SOUTH WOODSTOCK, Vt. — One glorious morning, David Muller's girls were in the barn, lolling as usual on their heated waterbeds.
When Muller walked in, the girls stood up in their cozy private stalls, an impressive feat for animals the size of Ford Fiesta automobiles. Several nosed toward him. Then they backed off. Gingerly, they stepped forward once again, heads cocked so Muller could scratch between their horseshoe-shaped horns.
"They are like teenagers," Muller said of his 50 Southeast Asian water buffaloes. "They want to be friendly. But they are also kind of shy."
These gentle, warm-weather creatures -- never before domesticated in frigid New England -- surprised local skeptics when they easily weathered their first winter in Muller's unheated barn. Now producing babies along with extravagant quantities of milk, the water buffaloes are key to a bold idea with potential rewards for both Muller and a state that trades heavily on its bucolic image.
Muller plans to flood high-end restaurants and gourmet food shops with domestically produced buffalo mozzarella cheese, a product traditionally imported from Italy.
His vision of overseeing 50 water buffalo farms comes as Vermont struggles to save its dairy industry, where record low prices for cow's milk may force a third of its 1,400 dairy farms to close this year.
State officials have such confidence in Muller's concept that they awarded him a rare $1-million loan. They also dispatched the University of Vermont's top dairy scientist to help him out.
"The stakes here are very high," said University of Vermont professor Paul Kindstedt, who studies the science of cheese making. "The state is investing its prestige in this effort -- our whole image as a place where miracles can happen.
"What we value most in Vermont is agriculture-based endeavor," Kindstedt said. "With David's water buffalo, we're talking about a scale of undertaking that I think is unique."
Muller and his mozzarella have yet to prove themselves. "He has a major challenge," said Allison Hooper, head of a dairy collaborative called the Vermont Butter and Cheese Co. "Many people are going to say, 'Why should I pay top dollar for his mozzarella when I can get the real thing from Sicily?' "
Muller hopes to have Woodstock Water Buffalo mozzarella in restaurants and markets sometime this fall. Within two years, he expects to produce 4,000 pounds of buffalo mozzarella each week. The cheese will sell for about $16 a pound, he said, about the same price as mozzarella from Italy.
But even before any mozzarella has emerged from Muller's $2.5-million laboratory, the venture is starting to pay off. Woodstock Water Buffalo yogurt, an unexpected product that Muller whipped up in his kitchen, sells for $2 a pint in 200 markets from Boston to Beverly Hills. Devotees overlook the yogurt's 17% fat content, praising its clean flavor and dense consistency.

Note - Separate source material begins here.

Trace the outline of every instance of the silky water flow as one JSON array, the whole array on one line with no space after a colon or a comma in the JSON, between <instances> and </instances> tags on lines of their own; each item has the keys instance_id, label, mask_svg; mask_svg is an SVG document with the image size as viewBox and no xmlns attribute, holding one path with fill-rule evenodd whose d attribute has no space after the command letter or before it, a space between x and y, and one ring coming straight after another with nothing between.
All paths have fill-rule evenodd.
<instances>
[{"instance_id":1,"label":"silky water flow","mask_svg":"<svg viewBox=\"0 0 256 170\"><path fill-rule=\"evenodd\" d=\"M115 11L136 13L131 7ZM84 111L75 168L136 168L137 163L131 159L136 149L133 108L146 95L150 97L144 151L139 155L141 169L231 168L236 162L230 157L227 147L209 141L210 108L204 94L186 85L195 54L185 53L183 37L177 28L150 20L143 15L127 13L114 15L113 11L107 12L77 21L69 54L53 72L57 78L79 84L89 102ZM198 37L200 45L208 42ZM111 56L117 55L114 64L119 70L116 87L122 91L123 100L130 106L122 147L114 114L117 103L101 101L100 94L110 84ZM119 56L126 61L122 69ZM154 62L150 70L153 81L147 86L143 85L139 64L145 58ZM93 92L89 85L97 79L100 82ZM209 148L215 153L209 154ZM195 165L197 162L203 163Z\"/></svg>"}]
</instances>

Buffalo milk contains 8% to 10% fat, more than twice the fat found in cow's milk. Genuine buffalo mozzarella has a spongy, bread-like texture. The flavor is rich but not cloying -- a taste that can stand alone or accompany other foods without overpowering them.
To assure authenticity, Muller imported mozzarella maker Vincenzo Ferraro, 36, from the Campania region of southern Italy.
Enzo, as he is known, lends an air of authority to a laboratory so immaculate that anyone who enters must wear knee-high boots and a plastic cap to ward off bacteria. He paces among stainless steel vats, instructing a trio of Vermonters in the art of turning buffalo milk into perfect orbs of rich white cheese. Around him, heads nod in comprehension -- though Enzo speaks not one word of English.
Each step is carefully calibrated. After the milk is pumped and processed, the cheese congeals in a giant caldron of brine. It is pressed by hand into balls, and gradually a thin skin appears. Consistency is critical, Enzo decrees.
Before discovering the world of water buffaloes and gourmet cheese, Muller was chief executive of Summit Technology, a Boston-based company that developed the equipment for laser eye surgery. The firm was sold three years ago, leaving Muller wealthy. He had no relationships to tie him down and an urge to try something new.
Muller shopped for property in California, Colorado, Kentucky and Florida. One weekend he drove to southern Vermont, the same area he lived in after flunking out of undergraduate school. He remembered how much he loved the area, and bought a 250-acre farm.
But there was still the problem of what to do.
Muller -- who has a doctorate in physics as well as two master's degrees, one from the University of Pennsylvania's Wharton business school -- thought about reinventing himself as Vermont's first master vintner. He longed to be "the East Coast counterpart of all those California wine people." Then he got realistic about the weather.